The single-chain variable fragment (scFv) of the anti-CD7 monoclonal antibody TH69³⁴  was joined to the CD8α signal peptide, CD8α hinge and transmembrane domain, and the intracellular domains of 4-1BB and CD3ζ of an anti-CD19–41BB-CD3ζ CAR previously developed in our laboratory.⁵  The same scFv was also joined to the CD8α signal peptide and sequences encoding endoplasmic reticulum (ER)/Golgi retention peptides EQKLISEEDLKDEL, (GGGGS)₄AEKDEL, or CD8α hinge and transmembrane domain followed by LYKYKSRRSFIDEKKMP. These were subcloned into the MSCV vector, with or without GFP or mCherry.

Preparation of the retroviral supernatant and transduction was performed as previously described.^5,35  Briefly, pMSCV retroviral vector–conditioned medium was added to RetroNectin-coated (Takara, Otsu, Japan) polypropylene tubes. After centrifugation and removal of the supernatant, T cells were added to the tubes and left at 37°C for 12 hours. Fresh viral supernatant was added on 2 other successive days. T lymphocytes were maintained in RPMI 1640 with FBS, antibiotics, and 200 IU/mL IL-2.

For transient CAR expression, anti-CD7 and anti-CD19 CAR constructs were subcloned into EcoRI and XhoI sites of the pVAXI vector (Thermo Fisher Scientific) and transcribed into messenger RNA (mRNA) using T7 mScript (CellScript, Madison, WI).³⁶  For mRNA electroporation, cells were suspended in electroporation buffer (Amaxa Cell Line Nucleofector Kit V, Lonza, Basel, Switzerland) containing 200 μg of CAR mRNA, and electroporated with an Amaxa Nucleofector 2b (Lonza) using program X-001.^36,37  Cells electroporated without mRNA were used as control.

CARs were detected with a biotin-conjugated goat anti-mouse F(ab′)₂ antibody (Jackson ImmunoResearch Laboratories, West Grove, PA) followed by allophycocyanin (APC)-conjugated streptavidin (Jackson ImmunoResearch Laboratories). Phycoerythrin (PE)- or APC-conjugated anti-CD7 (M-T701), CD4 (RPA-T4), CD8 (RPA-T8), CD3 (SK7), and nonreactive isotype-matched antibodies were from BD Biosciences (San Jose, CA). CD19 (LT19) was from Miltenyi Biotech. Cell staining was analyzed using Accuri C6, Fortessa, or LSRII flow cytometers (BD Biosciences) with Diva (BD Biosciences) or FlowJo software (FlowJo, Ashland, OR).

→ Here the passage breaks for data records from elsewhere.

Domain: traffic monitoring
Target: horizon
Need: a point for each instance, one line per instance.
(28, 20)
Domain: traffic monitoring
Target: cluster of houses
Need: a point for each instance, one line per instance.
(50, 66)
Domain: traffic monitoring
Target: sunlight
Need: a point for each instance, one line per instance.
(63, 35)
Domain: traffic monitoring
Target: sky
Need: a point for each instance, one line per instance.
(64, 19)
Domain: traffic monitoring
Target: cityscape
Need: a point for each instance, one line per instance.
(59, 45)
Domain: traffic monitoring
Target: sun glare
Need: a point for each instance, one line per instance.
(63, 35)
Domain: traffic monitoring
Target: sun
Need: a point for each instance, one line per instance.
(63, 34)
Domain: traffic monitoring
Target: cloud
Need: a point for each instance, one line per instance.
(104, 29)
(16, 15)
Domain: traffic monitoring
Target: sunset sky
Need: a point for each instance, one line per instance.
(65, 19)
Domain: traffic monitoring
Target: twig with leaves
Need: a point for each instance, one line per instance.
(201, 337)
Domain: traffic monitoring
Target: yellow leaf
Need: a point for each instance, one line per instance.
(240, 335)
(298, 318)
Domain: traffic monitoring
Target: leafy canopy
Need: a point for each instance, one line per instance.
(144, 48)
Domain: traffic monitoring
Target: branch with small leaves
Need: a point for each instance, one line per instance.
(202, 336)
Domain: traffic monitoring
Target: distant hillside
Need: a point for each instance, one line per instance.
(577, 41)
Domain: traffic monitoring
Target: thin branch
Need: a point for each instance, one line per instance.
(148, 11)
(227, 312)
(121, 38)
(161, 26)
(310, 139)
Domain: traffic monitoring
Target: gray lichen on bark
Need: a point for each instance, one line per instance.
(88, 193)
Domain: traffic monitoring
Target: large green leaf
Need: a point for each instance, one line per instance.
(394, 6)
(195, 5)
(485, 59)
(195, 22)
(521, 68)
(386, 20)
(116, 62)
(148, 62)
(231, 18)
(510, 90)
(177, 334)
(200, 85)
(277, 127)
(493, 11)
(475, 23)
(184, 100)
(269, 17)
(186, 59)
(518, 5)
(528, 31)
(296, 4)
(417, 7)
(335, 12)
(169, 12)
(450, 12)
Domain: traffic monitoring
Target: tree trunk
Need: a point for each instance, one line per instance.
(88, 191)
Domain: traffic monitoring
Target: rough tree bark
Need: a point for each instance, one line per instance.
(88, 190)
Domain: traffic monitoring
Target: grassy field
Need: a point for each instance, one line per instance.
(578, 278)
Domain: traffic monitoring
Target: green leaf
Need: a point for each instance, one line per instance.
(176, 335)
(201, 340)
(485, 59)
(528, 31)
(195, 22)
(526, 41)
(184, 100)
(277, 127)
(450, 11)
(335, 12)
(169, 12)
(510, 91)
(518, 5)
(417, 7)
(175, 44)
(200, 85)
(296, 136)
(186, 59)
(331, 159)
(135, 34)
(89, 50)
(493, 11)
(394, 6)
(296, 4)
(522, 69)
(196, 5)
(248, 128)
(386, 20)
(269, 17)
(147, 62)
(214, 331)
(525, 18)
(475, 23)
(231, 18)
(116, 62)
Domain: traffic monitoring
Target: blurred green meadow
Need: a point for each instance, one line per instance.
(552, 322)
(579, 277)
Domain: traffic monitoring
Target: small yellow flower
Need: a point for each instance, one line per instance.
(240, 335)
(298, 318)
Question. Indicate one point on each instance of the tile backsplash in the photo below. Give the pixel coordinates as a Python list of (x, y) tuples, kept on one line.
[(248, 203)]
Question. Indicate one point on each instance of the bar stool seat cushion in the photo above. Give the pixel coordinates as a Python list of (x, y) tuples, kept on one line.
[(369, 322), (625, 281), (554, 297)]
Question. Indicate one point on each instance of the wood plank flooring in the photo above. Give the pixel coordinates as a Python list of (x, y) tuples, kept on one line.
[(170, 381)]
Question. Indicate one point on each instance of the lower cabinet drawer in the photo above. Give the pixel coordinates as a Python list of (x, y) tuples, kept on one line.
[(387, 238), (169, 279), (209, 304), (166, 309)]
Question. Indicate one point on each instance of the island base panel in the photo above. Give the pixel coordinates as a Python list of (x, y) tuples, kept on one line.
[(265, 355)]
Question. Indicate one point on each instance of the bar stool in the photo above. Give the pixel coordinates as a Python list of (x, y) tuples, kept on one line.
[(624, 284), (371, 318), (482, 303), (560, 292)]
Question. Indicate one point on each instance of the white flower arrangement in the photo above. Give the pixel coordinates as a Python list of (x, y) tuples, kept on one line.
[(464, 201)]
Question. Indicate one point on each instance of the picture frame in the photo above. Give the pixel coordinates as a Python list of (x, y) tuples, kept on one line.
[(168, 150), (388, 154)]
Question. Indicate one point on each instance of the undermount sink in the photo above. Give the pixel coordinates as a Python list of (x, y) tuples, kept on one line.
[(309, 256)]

Western blotting was performed as previously described.³⁵  Briefly, cell lysates were extracted using CelLytic M cell lysis reagent (Sigma-Aldrich, Saint Louis, MO) before protein quantification with Pierce BCA protein assay kit (Thermo Fisher Scientific). Cell lysates were diluted with 4× Laemmli sample buffer (Bio-Rad, Hercules, CA) and separated on 10% polyacrylamide gel by electrophoresis under reducing or nonreducing conditions. Blotted membranes were probed with mouse anti-human CD3ζ antibody (8D3; BD Biosciences), goat anti-mouse immunoglobulin G horseradish peroxidase–conjugated (R&D Systems, Minneapolis, MN), and Clarity Western ECL substrate (Bio-Rad). Staining was visualized using ChemiDoc Touch Imager (Bio-Rad).

To measure cell-cell aggregation, Jurkat cells were cocultured with CD7⁺ or CD7^– cells labeled with calcein red-orange AM (Thermo Fisher Scientific) for 30 minutes; cell doublets were counted by flow cytometry. In some experiments, target cells were preincubated for 10 minutes before coculture with a soluble anti-CD7 scFv obtained from the supernatant of Jurkat or 293T cells transduced with a construct consisting of the scFv without transmembrane or signaling sequences.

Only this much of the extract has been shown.